- Developer: Imagic
- Publisher: Imagic
- Designer: David Johnson
- Platform: Atari 2600
- Release: September 1983
- Genre: Action
- Modes: Single-player, multiplayer

= Quick Step (video game) =

1983 video game

Quick Step is an Atari 2600 action game written by David Johnson. It was published by Imagic in September 1983 as one of the last Atari 2600 games from the company. The player controls a kangaroo competing against a squirrel, where both animals must jump between moving platforms, changing them to their character's color to earn points. There is a two-player mode where the second player controls the squirrel.

== Gameplay ==

Quick Step on Atari 2600

The gameplay of Quick Step consists of controlling a green kangaroo that must jump across different colored vertically scrolling platforms, competing against a purple squirrel. Jumping onto a platform changes it to the character's color and the player gets a point for every platform of their color that scrolls off the screen. Certain platforms (called "magic mats") will freeze the other character in place when jumped on, which can cause the other player to lose a life if they are near the bottom of the screen and the platform they are on scrolls off. The player can also press the fire button to release a "tricky trap" which causes the platform under the other character to disappear, causing them to fall. The platforms speed up as gameplay progresses, and eventually collapse into a single column towards the end of the level.

The game may be played in single-player mode, or in a two-player mode where the second player can control the squirrel.

== Development ==
Quick Step was designed by David Johnson, with graphics assistance from Wilfredo Aguilar, Michael Becker, and Wendy Szeto.

== Reception ==

A review in the December 1983 issue of Video and Computer Gaming Illustrated was mixed, being critical of the graphics and having a mixed reaction to the gameplay.
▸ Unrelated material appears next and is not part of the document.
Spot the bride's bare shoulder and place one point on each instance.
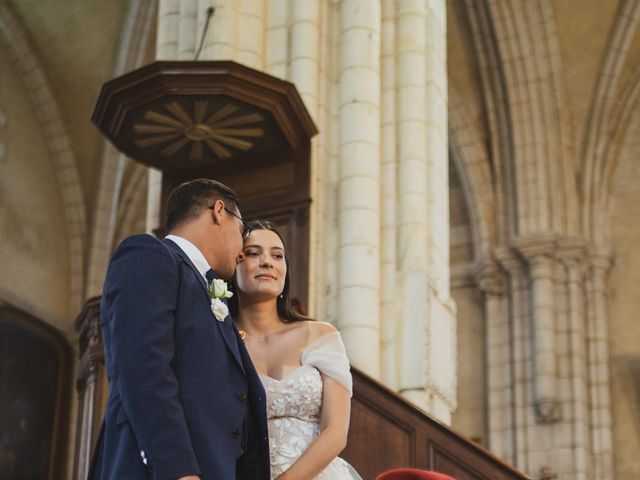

Video Games Magazine was also critical of the graphics, but praised the game as "a truly different game, if only because of the potpourri of elements". Computer Entertainer praised the two-player mode, calling it a "gem". The Fort Worth Star-Telegram called Quick Step "closer to a miss than a hit". Many reviewers considered it a clone of Q*bert.

In a retrospective review of Imagic games, IGN said Quick Step "is a brilliant, furious multiplayer game for a system not exactly known for aggressive two-player action games", putting it in their top five list of Imagic games for the Atari 2600. videogamecritic.com said that while Quick Step was inspired by Q*bert, it lacks the "charm" that made Q*bert a video game classic.